Question 4: Honor the whole plant
When the endocannabinoid system doesn’t function properly, our health suffers. Scientific studies have shown that the endocannabinoid system is dysregulated in nearly all pathological conditions. According to Pal Pacher and Geroge Kunos, leading scientists with the National Institutes of Health, “[M]odulating endocannabinoid system activity may have therapeutic potential in almost all diseases affecting humans, including obesity/metabolic syndrome, diabetes and diabetic complications, neurodegenerative, inflammatory, cardiovascular, liver, gastrointestinal, skin diseases, pain, psychiatric disorders, cachexia, cancer, chemotherapy induced nausea and vomiting among many others.” 46
By modulating the endocannabinoid system and improving endocannabinoid tone, CBD-rich and THC-rich cannabis can slow, or in some cases stop, the progression of various diseases. 47 The federal government, however, refuses to acknowledge what people have known for thousands of years – that cannabis is a medically useful plant.
Medical scientists know a great deal about how cannabis components confer various effects through multiple molecular pathways.

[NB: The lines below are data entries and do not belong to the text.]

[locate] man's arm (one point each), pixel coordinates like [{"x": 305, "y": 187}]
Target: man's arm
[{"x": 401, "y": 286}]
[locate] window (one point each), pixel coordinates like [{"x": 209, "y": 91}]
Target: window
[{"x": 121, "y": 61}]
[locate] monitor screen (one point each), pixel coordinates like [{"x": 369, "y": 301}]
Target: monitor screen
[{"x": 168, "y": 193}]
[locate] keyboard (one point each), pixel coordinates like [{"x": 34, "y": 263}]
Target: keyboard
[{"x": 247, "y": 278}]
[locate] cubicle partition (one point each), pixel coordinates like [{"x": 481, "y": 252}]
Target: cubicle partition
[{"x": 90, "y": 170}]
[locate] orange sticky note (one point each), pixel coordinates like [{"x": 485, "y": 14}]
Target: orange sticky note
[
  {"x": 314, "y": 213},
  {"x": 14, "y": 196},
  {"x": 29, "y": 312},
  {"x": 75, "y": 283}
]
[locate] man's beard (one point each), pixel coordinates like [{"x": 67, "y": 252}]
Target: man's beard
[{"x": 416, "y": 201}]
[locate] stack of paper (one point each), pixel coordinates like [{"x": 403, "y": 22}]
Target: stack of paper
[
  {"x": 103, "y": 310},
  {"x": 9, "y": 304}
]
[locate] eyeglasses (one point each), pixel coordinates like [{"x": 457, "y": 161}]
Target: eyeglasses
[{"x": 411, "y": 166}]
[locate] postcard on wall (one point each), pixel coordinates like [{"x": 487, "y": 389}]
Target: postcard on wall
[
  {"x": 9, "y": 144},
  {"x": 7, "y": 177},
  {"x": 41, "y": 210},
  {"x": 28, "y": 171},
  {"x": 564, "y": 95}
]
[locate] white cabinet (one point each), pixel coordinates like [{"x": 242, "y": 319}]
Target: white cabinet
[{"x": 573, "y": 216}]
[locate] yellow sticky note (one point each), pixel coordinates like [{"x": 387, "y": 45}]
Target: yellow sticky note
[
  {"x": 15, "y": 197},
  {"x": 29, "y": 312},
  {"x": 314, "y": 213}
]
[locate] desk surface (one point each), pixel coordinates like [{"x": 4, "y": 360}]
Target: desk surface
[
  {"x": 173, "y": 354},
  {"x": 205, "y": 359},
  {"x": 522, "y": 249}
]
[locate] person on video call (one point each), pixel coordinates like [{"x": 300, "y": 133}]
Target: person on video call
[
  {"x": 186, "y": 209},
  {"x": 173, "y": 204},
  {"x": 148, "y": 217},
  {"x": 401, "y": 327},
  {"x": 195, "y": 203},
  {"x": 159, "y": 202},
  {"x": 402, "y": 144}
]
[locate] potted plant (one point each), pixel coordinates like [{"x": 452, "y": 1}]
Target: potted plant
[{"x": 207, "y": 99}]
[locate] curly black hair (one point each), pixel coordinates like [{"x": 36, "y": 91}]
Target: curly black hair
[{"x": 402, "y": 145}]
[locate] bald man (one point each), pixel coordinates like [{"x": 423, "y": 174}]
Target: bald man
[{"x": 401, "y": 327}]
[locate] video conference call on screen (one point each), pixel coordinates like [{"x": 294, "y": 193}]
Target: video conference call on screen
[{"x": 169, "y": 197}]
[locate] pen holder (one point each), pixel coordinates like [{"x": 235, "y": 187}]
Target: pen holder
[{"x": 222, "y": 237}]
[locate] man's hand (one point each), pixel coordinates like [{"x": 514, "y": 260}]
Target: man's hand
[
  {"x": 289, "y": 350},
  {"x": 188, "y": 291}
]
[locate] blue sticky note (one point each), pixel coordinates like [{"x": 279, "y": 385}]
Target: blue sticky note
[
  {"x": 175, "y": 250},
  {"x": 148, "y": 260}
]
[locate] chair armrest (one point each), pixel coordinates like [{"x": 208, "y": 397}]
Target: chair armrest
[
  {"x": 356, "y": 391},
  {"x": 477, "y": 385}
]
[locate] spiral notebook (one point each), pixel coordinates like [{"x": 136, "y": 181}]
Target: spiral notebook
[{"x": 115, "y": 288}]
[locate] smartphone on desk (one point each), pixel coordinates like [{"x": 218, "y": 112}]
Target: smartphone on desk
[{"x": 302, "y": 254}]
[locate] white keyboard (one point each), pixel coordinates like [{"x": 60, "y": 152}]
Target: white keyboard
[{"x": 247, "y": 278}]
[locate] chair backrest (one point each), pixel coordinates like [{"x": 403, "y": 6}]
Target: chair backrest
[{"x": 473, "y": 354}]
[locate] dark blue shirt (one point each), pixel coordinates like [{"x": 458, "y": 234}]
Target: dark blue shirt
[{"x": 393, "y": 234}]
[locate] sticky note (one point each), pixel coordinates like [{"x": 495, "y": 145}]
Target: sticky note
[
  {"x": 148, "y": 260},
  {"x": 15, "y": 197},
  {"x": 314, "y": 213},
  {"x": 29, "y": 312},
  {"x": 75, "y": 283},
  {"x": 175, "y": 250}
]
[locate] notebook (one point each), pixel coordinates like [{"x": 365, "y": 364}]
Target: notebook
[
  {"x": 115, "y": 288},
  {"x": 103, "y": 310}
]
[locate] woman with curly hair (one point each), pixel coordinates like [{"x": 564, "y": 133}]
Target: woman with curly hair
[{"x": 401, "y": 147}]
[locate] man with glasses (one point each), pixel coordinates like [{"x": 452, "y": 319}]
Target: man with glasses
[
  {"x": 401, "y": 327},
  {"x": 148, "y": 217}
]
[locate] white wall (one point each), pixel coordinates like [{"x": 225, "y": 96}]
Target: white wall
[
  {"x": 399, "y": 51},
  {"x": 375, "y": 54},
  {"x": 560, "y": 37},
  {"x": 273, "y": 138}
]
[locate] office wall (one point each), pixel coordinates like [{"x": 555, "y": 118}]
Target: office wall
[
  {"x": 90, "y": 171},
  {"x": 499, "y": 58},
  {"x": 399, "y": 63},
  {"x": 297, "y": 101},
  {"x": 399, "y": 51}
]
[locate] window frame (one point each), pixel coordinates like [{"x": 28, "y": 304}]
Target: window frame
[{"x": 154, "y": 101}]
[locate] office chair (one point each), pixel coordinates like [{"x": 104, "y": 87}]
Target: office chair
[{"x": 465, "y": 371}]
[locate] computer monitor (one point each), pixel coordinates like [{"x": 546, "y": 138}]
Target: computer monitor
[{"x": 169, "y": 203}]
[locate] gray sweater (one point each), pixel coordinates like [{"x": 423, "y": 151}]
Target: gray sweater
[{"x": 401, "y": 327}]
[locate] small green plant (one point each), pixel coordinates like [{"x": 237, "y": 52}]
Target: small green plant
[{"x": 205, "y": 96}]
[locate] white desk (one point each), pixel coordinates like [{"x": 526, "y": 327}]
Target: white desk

The therapeutic use of cannabis for millennia is a testament to its safety and efficacy. Ensuring the safety and quality of CBD-rich and cannabinoid-based products, while creating an avenue to study the medical impacts of this versatile plant, should be the FDA’s utmost priority in crafting regulation.
- Bonn-Miller, Marcel O et al. “Labeling Accuracy of Cannabidiol Extracts Sold Online.” JAMA vol. 318,17 (2017): 1708-1709. doi:10.1001/jama.2017.11909
- Freedman, D.A. and Patel, A.D., 2018. Inadequate Regulation Contributes to Mislabeled Online Cannabidiol Products. Pediatric Neurology Briefs, 32, p.3. DOI: http://doi.org/10.15844/pedneurbriefs-32-3
- Jikomes, Nick, and Michael Zoorob. “The Cannabinoid Content of Legal Cannabis in Washington State Varies Systematically Across Testing Facilities and Popular Consumer Products.” Scientific Reports, vol. 8, no. 1, 2018, doi:10.1038/s41598-018-22755-2.
- Justin L. Poklis, Haley A. Mulder, Michelle R. Peace, The unexpected identification of the cannabimimetic, 5F-ADB, and dextromethorphan in commercially available cannabidiol e-liquids, Forensic Science International, Volume 294, 2019, Pages e25-e27, ISSN 0379-0738, https://doi.org/10.1016/j.forsciint.2018.10.019.
- “CBD & Hemp Extract Supplements Review.” ConsumerLab.com, 8 Feb. 2019, www.consumerlab.com/reviews/cbd-oil-hemp-review/cbd-oil/PREVIEW/.
- Pacher, Pál, and George Kunos. “Modulating the endocannabinoid system in human health and disease–successes and failures.” The FEBS journal vol. 280,9 (2013): 1918-43. doi:10.1111/febs.12260
- Russo, Ethan B. “Clinical Endocannabinoid Deficiency Reconsidered: Current Research Supports the Theory in Migraine, Fibromyalgia, Irritable Bowel, and Other Treatment-Resistant Syndromes.” Cannabis and Cannabinoid Research, vol. 1, no. 1, 2016, pp. 154–165., doi:10.1089/can.2016.0009.